Baedeker tells us that Italian customers ‘have no hesitation in ordering away ill-cooked or stale viands, and they often inspect the fish or meat before it is cooked and make a bargain as to the price’. He goes on to say: ‘Moderation in eating and drinking is, of course, imperative. The appetite gradually decreases under a southern sun … The traveller should be more than usually scrupulous in rejecting fish or eggs as to whose freshness there can be the slightest suspicion.’

Sixty years after Murray, Hare wrote: ‘The vastness and sometimes ugliness of the districts to be traversed, the barrenness and filth of the inns, the roughness of the natives, the torment of mosquitoes, the terror of earthquakes, the insecurity of the roads, and the far more serious risk of malaria or of typhoid from the bad water, are natural causes which have hitherto kept strangers away from the south. But every year these risks are being lessened, and some of the travellers along the southern railways to Sicily may well be induced to linger on the way, though, with the exception of the rebuilt hotel at Reggio, the inns of Calabria are still such as none but hardy tourists may care to encounter.’
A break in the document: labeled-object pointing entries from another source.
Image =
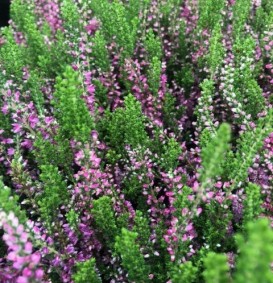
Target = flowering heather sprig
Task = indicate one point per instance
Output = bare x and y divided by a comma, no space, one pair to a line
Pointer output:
136,137
25,262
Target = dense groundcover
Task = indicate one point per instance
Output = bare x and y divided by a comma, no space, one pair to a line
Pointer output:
136,141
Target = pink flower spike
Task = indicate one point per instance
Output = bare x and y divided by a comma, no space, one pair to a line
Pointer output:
17,128
11,151
35,258
22,279
92,26
39,273
28,247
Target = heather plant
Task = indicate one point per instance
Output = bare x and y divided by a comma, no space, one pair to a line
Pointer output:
136,141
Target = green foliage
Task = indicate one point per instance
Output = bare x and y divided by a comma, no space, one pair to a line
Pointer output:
216,268
152,45
169,110
54,194
100,53
154,73
34,84
185,273
73,219
252,203
70,109
255,253
210,13
132,259
113,16
216,50
214,151
248,92
103,214
9,203
250,142
185,78
57,153
11,54
125,126
212,226
142,228
86,272
24,16
241,11
171,152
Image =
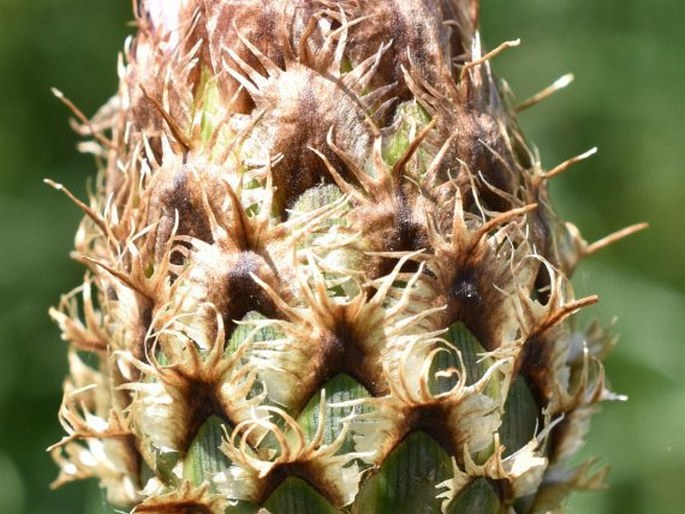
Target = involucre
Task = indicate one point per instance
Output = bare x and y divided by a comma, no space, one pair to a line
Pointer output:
323,272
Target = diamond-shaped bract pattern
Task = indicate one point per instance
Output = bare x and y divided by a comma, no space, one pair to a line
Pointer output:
323,273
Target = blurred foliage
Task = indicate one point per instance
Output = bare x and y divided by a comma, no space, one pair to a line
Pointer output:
627,99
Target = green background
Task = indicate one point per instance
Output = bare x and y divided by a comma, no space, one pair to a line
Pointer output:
627,56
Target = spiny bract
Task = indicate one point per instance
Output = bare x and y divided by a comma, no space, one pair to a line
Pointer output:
323,273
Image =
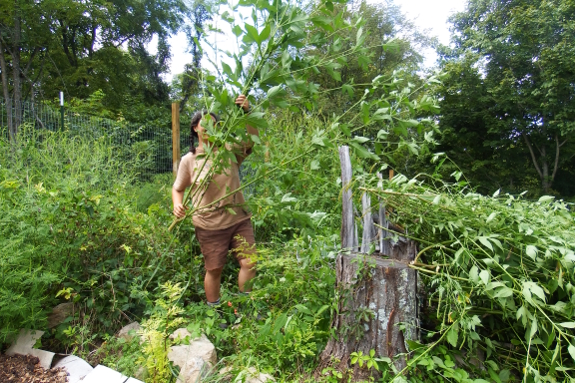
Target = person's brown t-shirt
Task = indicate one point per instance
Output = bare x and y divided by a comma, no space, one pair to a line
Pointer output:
193,169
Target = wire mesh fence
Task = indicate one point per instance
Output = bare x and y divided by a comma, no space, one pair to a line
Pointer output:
149,147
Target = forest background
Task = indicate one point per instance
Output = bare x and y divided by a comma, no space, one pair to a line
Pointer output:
80,224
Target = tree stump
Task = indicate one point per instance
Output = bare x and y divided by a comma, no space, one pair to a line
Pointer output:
375,294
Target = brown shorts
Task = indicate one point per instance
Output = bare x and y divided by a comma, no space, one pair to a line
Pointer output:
215,244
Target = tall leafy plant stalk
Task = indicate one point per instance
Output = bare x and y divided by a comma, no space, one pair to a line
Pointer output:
284,53
501,276
276,73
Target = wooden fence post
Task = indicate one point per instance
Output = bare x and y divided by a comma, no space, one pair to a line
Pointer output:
386,287
175,137
348,235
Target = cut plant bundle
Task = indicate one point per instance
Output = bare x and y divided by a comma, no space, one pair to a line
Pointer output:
278,72
500,277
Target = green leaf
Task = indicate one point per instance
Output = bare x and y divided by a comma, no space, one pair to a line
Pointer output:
252,33
503,292
237,30
546,198
265,33
348,89
491,217
452,335
485,242
362,152
530,288
533,329
474,274
484,275
531,251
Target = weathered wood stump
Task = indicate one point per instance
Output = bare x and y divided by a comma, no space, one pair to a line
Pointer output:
376,292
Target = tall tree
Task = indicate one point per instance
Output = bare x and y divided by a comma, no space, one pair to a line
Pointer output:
81,46
522,53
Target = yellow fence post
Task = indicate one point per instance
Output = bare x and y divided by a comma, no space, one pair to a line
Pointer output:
175,137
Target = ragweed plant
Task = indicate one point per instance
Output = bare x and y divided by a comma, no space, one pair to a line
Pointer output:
156,330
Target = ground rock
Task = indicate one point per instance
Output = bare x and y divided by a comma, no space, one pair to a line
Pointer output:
200,347
24,344
125,331
193,370
60,313
181,334
195,360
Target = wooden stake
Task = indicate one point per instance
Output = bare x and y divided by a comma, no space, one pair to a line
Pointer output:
175,137
348,240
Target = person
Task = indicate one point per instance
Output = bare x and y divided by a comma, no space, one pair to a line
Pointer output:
224,225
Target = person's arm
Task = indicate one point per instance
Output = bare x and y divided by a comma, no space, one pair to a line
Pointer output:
244,103
178,201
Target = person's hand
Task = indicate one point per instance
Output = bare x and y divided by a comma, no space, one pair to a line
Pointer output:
180,210
243,102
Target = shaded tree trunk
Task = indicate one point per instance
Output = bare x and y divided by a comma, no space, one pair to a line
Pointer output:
376,294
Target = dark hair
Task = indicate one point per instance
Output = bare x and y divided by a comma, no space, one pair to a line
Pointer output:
195,121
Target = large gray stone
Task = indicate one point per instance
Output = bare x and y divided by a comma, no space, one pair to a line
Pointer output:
76,368
193,370
180,334
200,347
195,360
24,345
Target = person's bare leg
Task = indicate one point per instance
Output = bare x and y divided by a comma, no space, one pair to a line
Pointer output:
212,283
247,272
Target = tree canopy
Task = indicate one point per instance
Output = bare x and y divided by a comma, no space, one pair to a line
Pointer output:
508,100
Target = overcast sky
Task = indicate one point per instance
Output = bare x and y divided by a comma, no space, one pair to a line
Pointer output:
427,14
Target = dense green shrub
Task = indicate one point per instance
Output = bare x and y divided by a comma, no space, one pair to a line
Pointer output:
69,225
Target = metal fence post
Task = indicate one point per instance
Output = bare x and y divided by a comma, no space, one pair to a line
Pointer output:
175,137
62,108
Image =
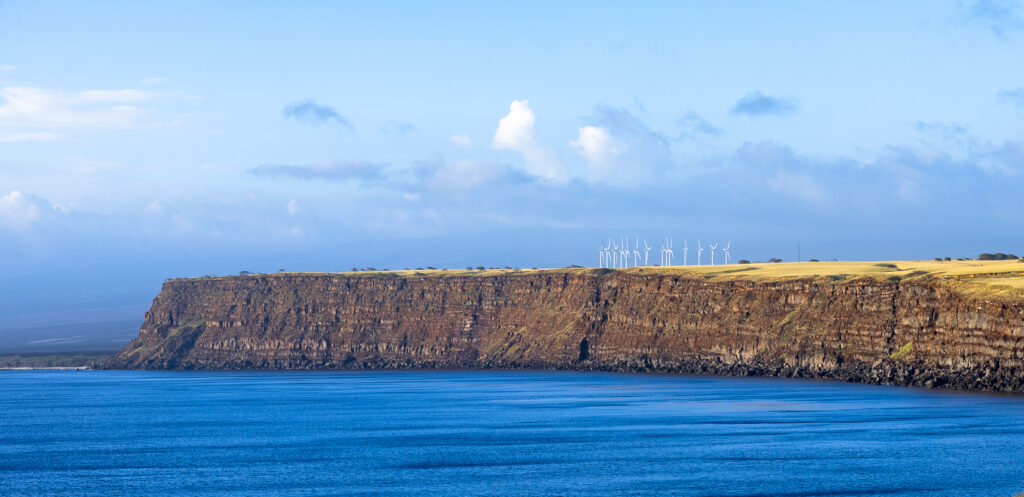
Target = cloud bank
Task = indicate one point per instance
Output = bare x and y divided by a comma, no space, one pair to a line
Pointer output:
757,104
312,113
516,132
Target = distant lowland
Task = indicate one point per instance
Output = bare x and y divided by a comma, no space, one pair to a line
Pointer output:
944,324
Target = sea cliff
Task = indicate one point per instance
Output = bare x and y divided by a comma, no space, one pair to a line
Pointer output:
895,330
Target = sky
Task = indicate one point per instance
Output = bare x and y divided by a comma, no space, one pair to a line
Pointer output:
145,140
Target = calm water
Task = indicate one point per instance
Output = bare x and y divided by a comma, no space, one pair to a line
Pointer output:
110,433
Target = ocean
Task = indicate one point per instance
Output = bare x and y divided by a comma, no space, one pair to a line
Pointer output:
497,432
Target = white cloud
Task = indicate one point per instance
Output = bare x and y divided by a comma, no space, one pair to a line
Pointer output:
598,148
30,136
622,150
515,132
19,210
461,139
39,108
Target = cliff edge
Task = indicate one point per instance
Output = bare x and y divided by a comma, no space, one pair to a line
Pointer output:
905,328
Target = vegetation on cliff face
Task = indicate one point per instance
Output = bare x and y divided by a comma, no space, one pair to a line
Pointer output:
18,361
906,324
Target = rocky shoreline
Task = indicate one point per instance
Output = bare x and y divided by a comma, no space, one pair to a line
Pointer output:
860,330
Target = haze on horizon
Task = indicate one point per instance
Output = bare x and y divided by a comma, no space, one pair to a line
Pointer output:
143,141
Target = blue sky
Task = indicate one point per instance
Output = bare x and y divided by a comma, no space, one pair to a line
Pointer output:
141,140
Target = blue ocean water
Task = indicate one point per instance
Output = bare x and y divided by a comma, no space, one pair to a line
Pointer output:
468,432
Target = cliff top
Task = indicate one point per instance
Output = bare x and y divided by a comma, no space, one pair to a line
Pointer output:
988,277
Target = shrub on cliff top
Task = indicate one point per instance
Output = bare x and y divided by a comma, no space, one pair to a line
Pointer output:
995,256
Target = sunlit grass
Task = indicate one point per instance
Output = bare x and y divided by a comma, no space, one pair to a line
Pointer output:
989,277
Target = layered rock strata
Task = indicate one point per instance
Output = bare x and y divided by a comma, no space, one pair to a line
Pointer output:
863,329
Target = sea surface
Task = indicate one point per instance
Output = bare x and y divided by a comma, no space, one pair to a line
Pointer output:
469,432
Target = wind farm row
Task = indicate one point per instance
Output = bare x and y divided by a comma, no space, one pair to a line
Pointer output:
617,253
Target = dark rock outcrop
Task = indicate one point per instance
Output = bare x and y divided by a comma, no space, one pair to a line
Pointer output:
864,329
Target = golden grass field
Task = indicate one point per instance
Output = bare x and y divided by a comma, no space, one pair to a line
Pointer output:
987,277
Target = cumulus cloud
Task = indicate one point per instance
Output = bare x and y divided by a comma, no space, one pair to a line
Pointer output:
367,172
396,128
595,145
310,112
461,139
24,107
757,104
438,174
19,211
693,125
621,149
516,132
1000,16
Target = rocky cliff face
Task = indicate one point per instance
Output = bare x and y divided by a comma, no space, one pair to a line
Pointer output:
869,330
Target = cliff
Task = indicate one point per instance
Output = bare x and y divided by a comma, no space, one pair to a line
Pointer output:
901,329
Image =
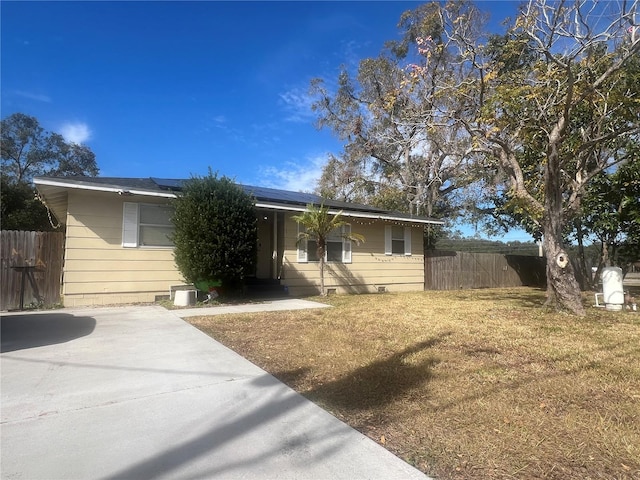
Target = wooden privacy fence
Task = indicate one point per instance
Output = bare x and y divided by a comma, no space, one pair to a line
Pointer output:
446,270
31,266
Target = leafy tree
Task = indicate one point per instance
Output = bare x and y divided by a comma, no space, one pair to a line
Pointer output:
546,107
28,150
216,232
386,116
611,211
20,209
318,223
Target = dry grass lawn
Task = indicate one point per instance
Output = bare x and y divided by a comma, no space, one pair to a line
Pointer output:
475,384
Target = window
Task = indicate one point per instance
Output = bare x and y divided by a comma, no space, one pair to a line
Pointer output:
397,240
146,225
338,247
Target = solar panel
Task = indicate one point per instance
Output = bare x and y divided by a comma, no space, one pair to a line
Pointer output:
168,183
276,195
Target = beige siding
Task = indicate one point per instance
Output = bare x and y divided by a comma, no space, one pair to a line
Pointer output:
98,270
369,271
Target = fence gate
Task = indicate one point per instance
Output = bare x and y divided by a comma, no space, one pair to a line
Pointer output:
31,269
448,270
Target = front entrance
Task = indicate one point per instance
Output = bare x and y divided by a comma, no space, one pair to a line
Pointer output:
270,244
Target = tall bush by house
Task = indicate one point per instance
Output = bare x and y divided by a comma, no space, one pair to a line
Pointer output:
215,234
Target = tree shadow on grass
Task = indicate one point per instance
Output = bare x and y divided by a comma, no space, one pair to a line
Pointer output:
374,385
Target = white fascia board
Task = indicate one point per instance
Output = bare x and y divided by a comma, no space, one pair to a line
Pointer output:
102,188
346,213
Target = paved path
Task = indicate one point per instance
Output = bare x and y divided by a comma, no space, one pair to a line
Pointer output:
266,306
137,393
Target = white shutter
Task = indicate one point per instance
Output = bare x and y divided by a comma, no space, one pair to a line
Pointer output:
130,224
302,248
388,245
407,241
346,244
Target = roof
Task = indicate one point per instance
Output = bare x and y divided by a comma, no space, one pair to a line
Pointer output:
53,191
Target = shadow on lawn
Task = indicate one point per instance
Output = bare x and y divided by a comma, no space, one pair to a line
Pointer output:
373,385
525,298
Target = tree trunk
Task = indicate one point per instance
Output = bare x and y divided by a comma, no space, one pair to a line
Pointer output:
586,281
563,290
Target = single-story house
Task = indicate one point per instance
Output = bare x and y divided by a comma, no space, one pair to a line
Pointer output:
117,247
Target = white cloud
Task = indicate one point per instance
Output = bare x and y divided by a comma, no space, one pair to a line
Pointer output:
297,102
295,176
33,96
75,132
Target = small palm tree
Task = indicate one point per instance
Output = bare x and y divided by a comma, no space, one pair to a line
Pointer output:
319,223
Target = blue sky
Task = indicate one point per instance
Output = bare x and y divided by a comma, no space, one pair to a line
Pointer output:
169,89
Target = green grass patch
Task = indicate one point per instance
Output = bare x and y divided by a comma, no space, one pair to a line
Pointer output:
468,384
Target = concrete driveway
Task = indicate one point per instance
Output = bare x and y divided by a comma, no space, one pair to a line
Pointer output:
137,393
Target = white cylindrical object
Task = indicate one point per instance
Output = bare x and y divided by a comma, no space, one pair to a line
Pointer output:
612,290
185,298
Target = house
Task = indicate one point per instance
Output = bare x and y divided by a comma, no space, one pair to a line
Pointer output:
117,249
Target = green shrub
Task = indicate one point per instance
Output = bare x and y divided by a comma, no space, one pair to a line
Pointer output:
215,234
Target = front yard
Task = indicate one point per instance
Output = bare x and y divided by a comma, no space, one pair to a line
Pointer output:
470,384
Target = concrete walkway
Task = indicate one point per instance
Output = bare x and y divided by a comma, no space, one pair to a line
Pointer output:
137,393
266,306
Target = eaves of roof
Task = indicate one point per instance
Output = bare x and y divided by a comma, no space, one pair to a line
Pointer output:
267,198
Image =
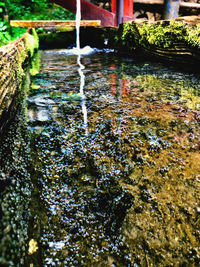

With regard to public safety, he goes on: ‘… there is a general transmitted feeling of insecurity in the south, and it is still the custom in Calabria for lonely country houses to be prepared for a state of siege, while no Italian gentleman ventures to go out unarmed and unattended, and, on returning to his country villa, is always met at the railway station by armed servants, with horses which fail not to have pistols in their holsters. It is not a great many years since the cracking of whips was forbidden on the road from Rome to Naples, because it served as a call to brigands, and the Neapolitan peasantry still regard brigandage as by no means dishonourable: it was rather an attraction by which a young fellow secured the favour of his love, and brigands were always to be pitied and sympathised with. A pedestrian foreigner is still apt to feel, especially in Calabria, as if every man’s hand was against him, and, if he travels in desolate places, entertains (though needlessly) still as much dread of a stealthy pistol or stiletto, as of the fury of the sheep-dogs, from whom the fate of Actaeon seems constantly impending. It does do to run from these latter: the sight of a man picking up a stone is usually sufficient to keep them at bay.’